Mahesa melirik Widya dengan heran, bertanya-tanya apa maksud wanita ini. Bukankah Widya tidak berniat mengejarnya? Sekarang dia justru bertanya siapa namanya.
"Ayolah, siapa namamu?" Suara Widya sedikit keras.
"Namaku Mahesa."
"Apa yang kamu lakukan dan di mana kamu bekerja?" tanya Widya.
"Aku bekerja di cabang Jade International. Aku seorang satpam." Mahesa memberitahunya tanpa menyembunyikan apa pun.
Sesuatu yang aneh muncul di mata Widya, "Jade International? Kamu benar-benar bekerja di Jade International?"
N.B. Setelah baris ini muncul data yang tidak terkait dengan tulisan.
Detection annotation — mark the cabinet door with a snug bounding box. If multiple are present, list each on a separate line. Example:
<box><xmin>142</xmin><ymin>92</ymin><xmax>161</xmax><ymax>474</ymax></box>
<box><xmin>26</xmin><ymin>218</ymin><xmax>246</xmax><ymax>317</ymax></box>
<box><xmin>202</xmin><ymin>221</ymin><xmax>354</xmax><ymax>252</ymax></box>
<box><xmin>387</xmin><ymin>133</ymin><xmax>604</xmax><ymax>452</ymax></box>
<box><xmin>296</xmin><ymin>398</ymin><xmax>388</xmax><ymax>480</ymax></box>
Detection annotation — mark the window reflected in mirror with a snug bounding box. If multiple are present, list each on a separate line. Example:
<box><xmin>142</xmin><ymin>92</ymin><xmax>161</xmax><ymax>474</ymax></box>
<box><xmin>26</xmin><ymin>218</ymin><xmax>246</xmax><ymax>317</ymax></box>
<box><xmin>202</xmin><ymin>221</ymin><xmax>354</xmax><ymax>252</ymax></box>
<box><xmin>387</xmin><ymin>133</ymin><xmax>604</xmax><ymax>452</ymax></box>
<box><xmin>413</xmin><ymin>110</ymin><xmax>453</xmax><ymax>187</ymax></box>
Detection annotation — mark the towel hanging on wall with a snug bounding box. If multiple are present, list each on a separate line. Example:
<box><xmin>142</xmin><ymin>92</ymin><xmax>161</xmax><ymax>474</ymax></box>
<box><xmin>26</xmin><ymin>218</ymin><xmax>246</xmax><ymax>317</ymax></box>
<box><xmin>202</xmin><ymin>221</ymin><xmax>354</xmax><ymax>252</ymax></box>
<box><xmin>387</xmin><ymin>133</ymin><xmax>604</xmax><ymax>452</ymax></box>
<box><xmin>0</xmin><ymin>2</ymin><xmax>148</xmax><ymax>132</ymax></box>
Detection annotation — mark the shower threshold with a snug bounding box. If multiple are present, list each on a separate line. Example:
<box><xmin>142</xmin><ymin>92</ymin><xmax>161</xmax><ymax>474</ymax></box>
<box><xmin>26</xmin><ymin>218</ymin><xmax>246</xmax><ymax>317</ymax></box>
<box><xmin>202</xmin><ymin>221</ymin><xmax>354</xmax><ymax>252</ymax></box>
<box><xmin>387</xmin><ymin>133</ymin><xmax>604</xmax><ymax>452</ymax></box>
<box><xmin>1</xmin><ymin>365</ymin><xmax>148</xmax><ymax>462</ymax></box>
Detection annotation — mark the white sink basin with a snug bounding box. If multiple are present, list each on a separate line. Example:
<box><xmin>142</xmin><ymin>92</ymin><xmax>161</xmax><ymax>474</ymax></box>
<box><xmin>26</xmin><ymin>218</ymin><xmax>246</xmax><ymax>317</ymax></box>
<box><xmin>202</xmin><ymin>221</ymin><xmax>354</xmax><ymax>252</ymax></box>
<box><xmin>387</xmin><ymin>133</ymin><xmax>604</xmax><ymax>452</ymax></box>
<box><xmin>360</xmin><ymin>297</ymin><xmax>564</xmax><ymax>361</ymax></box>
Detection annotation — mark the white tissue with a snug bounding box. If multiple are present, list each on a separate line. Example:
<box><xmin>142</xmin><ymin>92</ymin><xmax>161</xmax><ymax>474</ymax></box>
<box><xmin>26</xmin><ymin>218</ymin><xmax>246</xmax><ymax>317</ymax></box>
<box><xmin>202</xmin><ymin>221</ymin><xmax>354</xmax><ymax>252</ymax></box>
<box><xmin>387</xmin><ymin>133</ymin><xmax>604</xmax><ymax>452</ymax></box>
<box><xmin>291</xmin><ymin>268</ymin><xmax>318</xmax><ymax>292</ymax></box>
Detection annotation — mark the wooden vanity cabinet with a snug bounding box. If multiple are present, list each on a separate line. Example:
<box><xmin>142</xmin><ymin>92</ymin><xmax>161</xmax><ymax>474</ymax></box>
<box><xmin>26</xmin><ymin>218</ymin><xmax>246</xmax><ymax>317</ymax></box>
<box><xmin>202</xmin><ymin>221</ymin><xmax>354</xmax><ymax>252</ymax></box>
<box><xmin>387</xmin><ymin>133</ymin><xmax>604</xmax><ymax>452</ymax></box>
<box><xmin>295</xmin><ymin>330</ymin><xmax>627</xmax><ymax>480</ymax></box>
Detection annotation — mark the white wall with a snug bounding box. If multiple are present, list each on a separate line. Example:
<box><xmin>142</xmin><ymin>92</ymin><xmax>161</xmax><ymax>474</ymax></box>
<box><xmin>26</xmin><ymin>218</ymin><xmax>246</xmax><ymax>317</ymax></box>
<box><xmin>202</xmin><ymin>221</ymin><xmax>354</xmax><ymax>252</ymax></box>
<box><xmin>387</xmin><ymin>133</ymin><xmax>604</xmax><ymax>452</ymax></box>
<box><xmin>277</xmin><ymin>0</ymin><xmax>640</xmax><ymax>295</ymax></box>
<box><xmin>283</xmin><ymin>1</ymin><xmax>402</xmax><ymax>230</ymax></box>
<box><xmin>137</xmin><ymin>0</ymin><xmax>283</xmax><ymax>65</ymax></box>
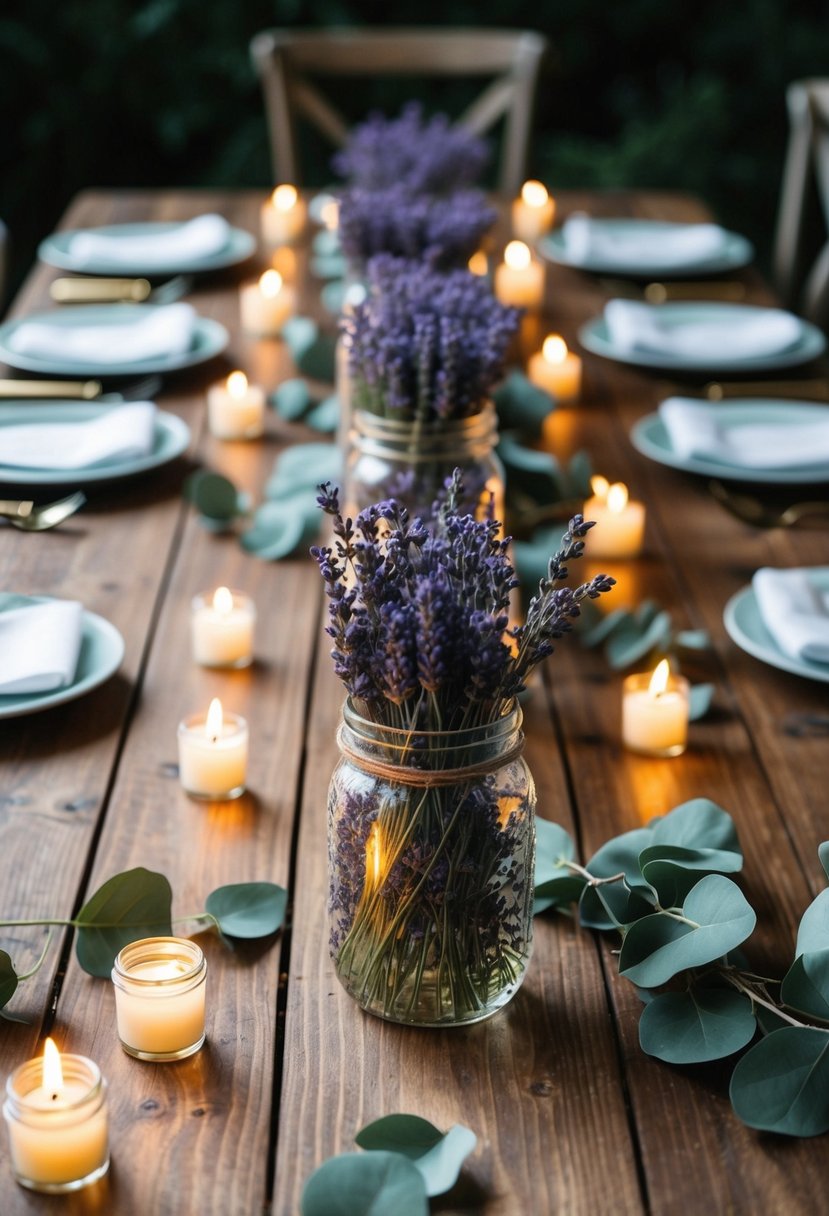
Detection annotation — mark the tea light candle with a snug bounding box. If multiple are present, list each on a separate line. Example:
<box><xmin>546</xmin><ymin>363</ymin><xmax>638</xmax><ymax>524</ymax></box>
<box><xmin>526</xmin><ymin>333</ymin><xmax>581</xmax><ymax>404</ymax></box>
<box><xmin>190</xmin><ymin>587</ymin><xmax>256</xmax><ymax>668</ymax></box>
<box><xmin>239</xmin><ymin>270</ymin><xmax>297</xmax><ymax>338</ymax></box>
<box><xmin>495</xmin><ymin>241</ymin><xmax>545</xmax><ymax>308</ymax></box>
<box><xmin>112</xmin><ymin>938</ymin><xmax>207</xmax><ymax>1063</ymax></box>
<box><xmin>622</xmin><ymin>659</ymin><xmax>689</xmax><ymax>756</ymax></box>
<box><xmin>585</xmin><ymin>477</ymin><xmax>644</xmax><ymax>558</ymax></box>
<box><xmin>179</xmin><ymin>697</ymin><xmax>248</xmax><ymax>800</ymax></box>
<box><xmin>2</xmin><ymin>1038</ymin><xmax>109</xmax><ymax>1194</ymax></box>
<box><xmin>208</xmin><ymin>372</ymin><xmax>265</xmax><ymax>439</ymax></box>
<box><xmin>513</xmin><ymin>181</ymin><xmax>556</xmax><ymax>241</ymax></box>
<box><xmin>260</xmin><ymin>184</ymin><xmax>308</xmax><ymax>244</ymax></box>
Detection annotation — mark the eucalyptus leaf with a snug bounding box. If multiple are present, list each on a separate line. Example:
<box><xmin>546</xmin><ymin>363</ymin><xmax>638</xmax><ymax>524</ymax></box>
<box><xmin>619</xmin><ymin>874</ymin><xmax>757</xmax><ymax>987</ymax></box>
<box><xmin>731</xmin><ymin>1026</ymin><xmax>829</xmax><ymax>1136</ymax></box>
<box><xmin>300</xmin><ymin>1153</ymin><xmax>429</xmax><ymax>1216</ymax></box>
<box><xmin>204</xmin><ymin>883</ymin><xmax>288</xmax><ymax>938</ymax></box>
<box><xmin>639</xmin><ymin>987</ymin><xmax>757</xmax><ymax>1064</ymax></box>
<box><xmin>354</xmin><ymin>1115</ymin><xmax>478</xmax><ymax>1197</ymax></box>
<box><xmin>75</xmin><ymin>866</ymin><xmax>173</xmax><ymax>979</ymax></box>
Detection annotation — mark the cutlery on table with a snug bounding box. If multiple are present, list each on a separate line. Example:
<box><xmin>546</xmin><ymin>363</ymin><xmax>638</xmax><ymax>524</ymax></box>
<box><xmin>709</xmin><ymin>479</ymin><xmax>829</xmax><ymax>528</ymax></box>
<box><xmin>0</xmin><ymin>490</ymin><xmax>86</xmax><ymax>531</ymax></box>
<box><xmin>49</xmin><ymin>275</ymin><xmax>193</xmax><ymax>304</ymax></box>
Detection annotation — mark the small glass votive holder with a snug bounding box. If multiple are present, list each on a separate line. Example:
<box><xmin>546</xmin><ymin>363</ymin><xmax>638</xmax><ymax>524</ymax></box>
<box><xmin>177</xmin><ymin>711</ymin><xmax>248</xmax><ymax>801</ymax></box>
<box><xmin>112</xmin><ymin>938</ymin><xmax>207</xmax><ymax>1063</ymax></box>
<box><xmin>2</xmin><ymin>1055</ymin><xmax>109</xmax><ymax>1195</ymax></box>
<box><xmin>190</xmin><ymin>587</ymin><xmax>256</xmax><ymax>668</ymax></box>
<box><xmin>622</xmin><ymin>671</ymin><xmax>690</xmax><ymax>758</ymax></box>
"Ada apa? Apakah kamu tahu Jade International?" tanya Mahesa.
"Tentu saja aku tahu karena itu perusahaan temanku. Aku tidak menyangka bajingan sepertimu bekerja di sana." Widya hanya bisa mencibir. Mahesa diam saja karena dia tidak ingin kehilangan pekerjaannya.
"Mahesa, ingat, ini belum berakhir." Setelah selesai, Widya menatap Mahesa dengan jijik dan dengan cepat keluar dari kamar tidur. Tapi begitu dia berjalan ke pintu, dia hampir jatuh. Ada rasa sakit yang menusuk di tubuh bagian bawahnya. Mahesa buru-buru ke arahnya, meraih pinggangnya.
Saat dilingkari oleh lengan kuat Mahesa, wajah kecil Widya memerah. Setelah dia berdiri, dia menendang kaki Mahesa, "Lepaskan!"
"Aku takut kamu jatuh."
"Tidak perlu peduli padaku." Setelah itu, Widya membuka pintu dan berjalan keluar dengan marah.
Mahesa menjadi sedikit tidak tenang sekarang. Dia bersandar di pintu, lalu mengeluarkan sebatang rokok dari tasnya dan menyalakannya. Setelah menghisap rokok itu, dia mengeluarkan cincin asap sambil menunjukkan senyum masam.